An interesting example of the kinds of problems that are thrown up by group-based thinking is a current lawsuit brought against Harvard University for alleged discrimination against Asian-Americans. The complainants argue that Asian-Americans have to achieve better test scores, on average, to get into Harvard and are often marked down on vague measures of personality. This, it is argued, allows Harvard to boost student numbers from other more favoured groups, such as African-Americans, Hispanics and the children of Harvard graduates. Harvard contests the charges.

Even if discrimination is proved, it will have stemmed largely from a well-meaning motive — to increase diversity on campus. The trouble is that it seems logically impossible to discriminate in favour of one group without discriminating against another. The controversy is uncomfortably reminiscent of an earlier era, when Harvard deliberately restricted the number of Jews. That is now regarded as a disgraceful episode; but it is hard to see why it is much different from discriminating against Asian-Americans.

Anti-Semitism and anti-Asian bigotry are equally offensive, even if these two cases result from very different impulses.  The pre-war anti-semitism reflected the cultural anxieties of America’s dominant WASP ethnic group.  It was basically a right wing idea.

Harvard’s current bias against Asian-Americans reflects a left wing ideology.  It begins with the awareness that certain ethnic groups have been cruelly discriminated against throughout history.  From that correct premise it reaches the incorrect conclusion that modern income inequality must be the product of current discriminatory practices, and that ethnic groups that are doing well are benefiting from some sort of unfair “privilege”.  Actually, many of the Asian students who attend Ivy League schools are the children of immigrants with very modest incomes.
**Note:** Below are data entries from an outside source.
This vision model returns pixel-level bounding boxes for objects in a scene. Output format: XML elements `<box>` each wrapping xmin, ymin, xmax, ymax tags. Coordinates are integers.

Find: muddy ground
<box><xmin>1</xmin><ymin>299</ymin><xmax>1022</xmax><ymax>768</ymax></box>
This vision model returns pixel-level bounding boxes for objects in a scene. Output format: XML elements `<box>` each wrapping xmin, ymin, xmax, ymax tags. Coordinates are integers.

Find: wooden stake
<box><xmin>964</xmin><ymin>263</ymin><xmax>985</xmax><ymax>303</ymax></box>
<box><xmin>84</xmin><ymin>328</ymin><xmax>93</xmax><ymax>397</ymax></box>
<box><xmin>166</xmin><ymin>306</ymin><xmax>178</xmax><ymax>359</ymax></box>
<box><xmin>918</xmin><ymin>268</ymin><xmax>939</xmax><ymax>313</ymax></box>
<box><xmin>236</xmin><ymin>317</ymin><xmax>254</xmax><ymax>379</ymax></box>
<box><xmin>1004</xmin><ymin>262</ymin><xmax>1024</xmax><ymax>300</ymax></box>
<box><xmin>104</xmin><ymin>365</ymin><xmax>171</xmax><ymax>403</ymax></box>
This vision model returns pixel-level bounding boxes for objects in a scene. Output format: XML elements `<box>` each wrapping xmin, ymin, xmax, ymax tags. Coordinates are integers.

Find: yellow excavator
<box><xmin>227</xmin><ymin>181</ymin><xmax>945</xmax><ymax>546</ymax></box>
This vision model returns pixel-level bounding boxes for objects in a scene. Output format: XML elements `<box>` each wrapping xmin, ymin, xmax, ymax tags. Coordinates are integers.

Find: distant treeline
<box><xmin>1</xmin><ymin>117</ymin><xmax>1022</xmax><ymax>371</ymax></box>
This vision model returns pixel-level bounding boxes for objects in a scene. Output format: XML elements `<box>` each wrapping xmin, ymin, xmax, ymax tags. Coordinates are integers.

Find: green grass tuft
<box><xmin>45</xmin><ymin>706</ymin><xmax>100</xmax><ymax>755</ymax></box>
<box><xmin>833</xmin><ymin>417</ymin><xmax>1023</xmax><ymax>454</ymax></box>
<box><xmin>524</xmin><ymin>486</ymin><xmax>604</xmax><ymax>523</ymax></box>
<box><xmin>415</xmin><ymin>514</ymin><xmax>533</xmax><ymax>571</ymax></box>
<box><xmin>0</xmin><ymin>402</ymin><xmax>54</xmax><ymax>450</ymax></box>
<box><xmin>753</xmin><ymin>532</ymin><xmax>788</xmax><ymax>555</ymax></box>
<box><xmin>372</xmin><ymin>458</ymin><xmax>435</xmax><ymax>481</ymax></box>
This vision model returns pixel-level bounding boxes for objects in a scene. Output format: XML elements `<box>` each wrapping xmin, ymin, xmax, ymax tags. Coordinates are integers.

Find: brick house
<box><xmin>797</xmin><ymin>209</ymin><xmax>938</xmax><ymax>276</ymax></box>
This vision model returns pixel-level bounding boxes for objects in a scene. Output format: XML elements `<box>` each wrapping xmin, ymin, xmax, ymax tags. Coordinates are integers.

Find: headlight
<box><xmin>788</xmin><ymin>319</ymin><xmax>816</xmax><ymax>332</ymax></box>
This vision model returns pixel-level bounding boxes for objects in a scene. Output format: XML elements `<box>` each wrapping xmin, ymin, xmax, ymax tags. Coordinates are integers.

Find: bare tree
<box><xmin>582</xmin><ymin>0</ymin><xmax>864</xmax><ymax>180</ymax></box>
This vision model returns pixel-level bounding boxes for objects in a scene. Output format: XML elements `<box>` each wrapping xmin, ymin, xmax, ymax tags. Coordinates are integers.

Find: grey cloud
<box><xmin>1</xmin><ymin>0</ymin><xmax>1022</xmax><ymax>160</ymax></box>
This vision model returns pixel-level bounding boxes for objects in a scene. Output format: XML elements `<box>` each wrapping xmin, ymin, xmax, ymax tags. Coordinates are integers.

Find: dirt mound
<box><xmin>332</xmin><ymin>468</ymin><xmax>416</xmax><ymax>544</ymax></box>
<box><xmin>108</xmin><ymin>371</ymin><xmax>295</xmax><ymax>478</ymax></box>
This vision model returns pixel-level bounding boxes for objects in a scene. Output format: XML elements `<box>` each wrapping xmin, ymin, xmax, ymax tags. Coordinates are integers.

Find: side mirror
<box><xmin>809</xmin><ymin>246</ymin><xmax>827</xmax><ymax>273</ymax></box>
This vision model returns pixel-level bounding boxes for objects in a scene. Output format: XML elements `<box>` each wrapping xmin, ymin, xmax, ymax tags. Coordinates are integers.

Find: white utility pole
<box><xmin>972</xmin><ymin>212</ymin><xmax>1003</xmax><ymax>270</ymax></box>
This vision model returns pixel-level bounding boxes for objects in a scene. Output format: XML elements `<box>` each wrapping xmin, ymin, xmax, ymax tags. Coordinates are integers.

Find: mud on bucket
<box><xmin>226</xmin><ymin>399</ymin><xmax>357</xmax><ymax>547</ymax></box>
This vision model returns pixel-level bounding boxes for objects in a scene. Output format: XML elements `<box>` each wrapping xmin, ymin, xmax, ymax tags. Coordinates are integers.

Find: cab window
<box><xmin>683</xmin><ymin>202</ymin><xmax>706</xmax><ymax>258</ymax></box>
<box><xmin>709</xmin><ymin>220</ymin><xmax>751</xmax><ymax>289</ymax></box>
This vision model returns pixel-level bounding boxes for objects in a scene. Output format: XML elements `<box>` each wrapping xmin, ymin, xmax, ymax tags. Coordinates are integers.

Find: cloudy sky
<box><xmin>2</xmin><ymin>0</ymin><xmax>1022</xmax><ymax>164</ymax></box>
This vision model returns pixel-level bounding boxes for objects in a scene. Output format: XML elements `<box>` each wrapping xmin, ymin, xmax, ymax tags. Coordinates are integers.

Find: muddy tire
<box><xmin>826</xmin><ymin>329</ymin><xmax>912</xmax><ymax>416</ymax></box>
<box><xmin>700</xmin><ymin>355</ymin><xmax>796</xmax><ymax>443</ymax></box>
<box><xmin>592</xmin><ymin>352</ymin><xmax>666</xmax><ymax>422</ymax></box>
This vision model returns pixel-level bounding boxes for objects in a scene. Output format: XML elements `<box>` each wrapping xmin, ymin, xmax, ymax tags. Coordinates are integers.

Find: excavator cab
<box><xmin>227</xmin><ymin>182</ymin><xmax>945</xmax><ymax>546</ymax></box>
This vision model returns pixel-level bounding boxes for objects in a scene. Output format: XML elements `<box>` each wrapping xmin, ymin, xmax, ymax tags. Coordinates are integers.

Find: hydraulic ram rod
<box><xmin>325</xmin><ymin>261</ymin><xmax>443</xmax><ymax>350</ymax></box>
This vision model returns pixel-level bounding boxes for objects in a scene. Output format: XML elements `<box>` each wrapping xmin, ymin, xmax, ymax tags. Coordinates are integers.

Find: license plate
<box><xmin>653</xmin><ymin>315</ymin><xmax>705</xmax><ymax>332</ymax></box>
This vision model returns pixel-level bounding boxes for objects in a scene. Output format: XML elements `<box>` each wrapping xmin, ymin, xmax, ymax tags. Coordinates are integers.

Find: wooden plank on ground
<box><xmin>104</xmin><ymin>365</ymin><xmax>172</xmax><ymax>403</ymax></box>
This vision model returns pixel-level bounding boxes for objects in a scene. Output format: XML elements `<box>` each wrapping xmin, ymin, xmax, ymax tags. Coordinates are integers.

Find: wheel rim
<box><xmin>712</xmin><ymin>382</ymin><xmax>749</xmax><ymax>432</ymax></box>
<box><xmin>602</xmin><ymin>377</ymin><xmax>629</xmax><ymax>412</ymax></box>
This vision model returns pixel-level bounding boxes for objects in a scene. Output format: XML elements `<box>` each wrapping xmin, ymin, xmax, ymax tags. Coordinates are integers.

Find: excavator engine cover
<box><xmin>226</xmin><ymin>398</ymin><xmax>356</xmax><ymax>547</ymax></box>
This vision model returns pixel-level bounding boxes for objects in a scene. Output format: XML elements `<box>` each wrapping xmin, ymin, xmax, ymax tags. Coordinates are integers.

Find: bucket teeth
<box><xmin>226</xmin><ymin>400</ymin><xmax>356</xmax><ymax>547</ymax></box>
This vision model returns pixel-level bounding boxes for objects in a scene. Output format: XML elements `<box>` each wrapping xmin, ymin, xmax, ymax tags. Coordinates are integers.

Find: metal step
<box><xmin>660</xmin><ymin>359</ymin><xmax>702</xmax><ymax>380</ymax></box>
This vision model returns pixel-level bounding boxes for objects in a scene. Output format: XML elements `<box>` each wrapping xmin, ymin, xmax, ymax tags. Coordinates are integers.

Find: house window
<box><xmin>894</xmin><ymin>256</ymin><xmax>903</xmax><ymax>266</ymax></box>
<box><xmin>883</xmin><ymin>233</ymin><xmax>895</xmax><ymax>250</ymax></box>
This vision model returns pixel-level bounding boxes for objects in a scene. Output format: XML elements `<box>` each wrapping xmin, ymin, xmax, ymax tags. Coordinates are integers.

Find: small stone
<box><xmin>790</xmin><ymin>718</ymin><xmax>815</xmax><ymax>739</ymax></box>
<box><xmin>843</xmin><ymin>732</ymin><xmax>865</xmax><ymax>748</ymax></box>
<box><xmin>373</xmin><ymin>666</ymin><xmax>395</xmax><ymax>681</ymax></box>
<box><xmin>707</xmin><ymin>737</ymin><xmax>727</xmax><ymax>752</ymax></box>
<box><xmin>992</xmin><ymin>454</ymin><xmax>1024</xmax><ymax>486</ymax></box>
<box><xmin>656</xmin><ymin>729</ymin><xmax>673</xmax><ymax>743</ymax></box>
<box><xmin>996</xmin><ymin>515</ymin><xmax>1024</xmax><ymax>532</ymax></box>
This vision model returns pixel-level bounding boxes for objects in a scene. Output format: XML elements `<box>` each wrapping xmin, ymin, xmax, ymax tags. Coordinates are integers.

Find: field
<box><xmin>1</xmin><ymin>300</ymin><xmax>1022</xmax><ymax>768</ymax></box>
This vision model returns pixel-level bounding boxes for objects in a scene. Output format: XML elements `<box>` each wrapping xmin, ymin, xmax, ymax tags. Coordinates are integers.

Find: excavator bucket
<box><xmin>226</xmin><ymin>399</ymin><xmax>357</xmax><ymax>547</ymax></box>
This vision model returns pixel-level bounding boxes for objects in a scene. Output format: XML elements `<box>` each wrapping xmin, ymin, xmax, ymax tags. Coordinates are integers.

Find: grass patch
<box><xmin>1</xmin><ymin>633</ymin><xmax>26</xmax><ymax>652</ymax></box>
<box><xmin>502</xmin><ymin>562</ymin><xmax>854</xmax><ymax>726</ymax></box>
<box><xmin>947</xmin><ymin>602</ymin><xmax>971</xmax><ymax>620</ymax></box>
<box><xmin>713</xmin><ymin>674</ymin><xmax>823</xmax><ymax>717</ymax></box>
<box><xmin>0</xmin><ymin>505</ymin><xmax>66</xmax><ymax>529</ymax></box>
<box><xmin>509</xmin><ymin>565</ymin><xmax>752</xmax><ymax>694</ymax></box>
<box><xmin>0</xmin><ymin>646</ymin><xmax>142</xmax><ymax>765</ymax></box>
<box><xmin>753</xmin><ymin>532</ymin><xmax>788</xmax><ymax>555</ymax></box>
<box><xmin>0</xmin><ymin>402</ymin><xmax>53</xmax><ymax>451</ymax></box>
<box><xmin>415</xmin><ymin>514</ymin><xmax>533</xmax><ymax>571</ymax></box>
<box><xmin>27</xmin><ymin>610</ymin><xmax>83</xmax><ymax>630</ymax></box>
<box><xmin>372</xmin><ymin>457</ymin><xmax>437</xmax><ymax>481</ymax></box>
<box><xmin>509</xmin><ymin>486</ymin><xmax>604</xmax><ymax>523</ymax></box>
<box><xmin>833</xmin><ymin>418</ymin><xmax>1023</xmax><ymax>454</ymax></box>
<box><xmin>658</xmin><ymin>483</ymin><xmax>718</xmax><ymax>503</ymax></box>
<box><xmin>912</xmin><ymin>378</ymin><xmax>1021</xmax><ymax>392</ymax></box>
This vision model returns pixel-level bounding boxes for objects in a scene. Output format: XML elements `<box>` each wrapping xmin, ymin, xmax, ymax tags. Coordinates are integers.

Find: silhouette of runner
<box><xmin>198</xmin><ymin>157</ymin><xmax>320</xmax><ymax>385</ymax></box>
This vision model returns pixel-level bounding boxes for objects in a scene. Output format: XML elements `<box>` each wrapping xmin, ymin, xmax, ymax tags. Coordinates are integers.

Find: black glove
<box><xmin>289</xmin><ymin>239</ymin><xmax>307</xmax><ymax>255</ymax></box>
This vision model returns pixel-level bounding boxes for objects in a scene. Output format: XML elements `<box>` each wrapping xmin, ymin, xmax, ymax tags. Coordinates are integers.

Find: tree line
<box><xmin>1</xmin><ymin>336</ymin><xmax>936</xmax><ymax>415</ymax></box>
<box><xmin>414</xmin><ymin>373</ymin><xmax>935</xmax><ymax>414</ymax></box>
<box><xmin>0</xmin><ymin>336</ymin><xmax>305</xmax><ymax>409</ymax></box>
It would be nice if the right had switched positions and was now opposed to this sort of identity politics.  Unfortunately, they have gone back to the “America First” nationalism of the interwar years:

In a conversation that actually makes Trump sound reasonable, he tells Bannon that he’s concerned about foreign Ivy League students, highly skilled and otherwise capable of working for or starting their own tech companies, graduating and then returning to their home countries. “When someone is going to Harvard, Yale, Princeton, Penn, Stanford, all the greats” and then graduate, “we throw them out of the country, and they can’t get back in,” he said. “We have to be careful of that, Steve. You know, we have to keep our talented people in this country.” To which Bannon replied: “Um.” Trump tried to get Bannon to agree with him, but to no avail. Instead, Bannon suggested there were already too many Asian tech C.E.O.s. in Silicon Valley. “When two-thirds or three-quarters of the C.E.O.s in Silicon Valley are from South Asia or from Asia, I think . . . ” Bannon said, trailing off. “A country is more than an economy. We’re a civic society.”

Steve Bannon was later made a key advisor in the Trump administration, despite Trump’s awareness of his anti-Asian bigotry. And Bannon seems to have convinced the President to change his views on the immigration of highly skilled workers (who are mostly Asians.)  In addition, the red hot rhetoric surrounding Trump’s trade war with China seems to have inflamed prejudice against Chinese-Americans.  (In fairness, Trump’s attacks are not directed against Chinese-Americans, but the rhetoric certainly has an effect on some of his followers.)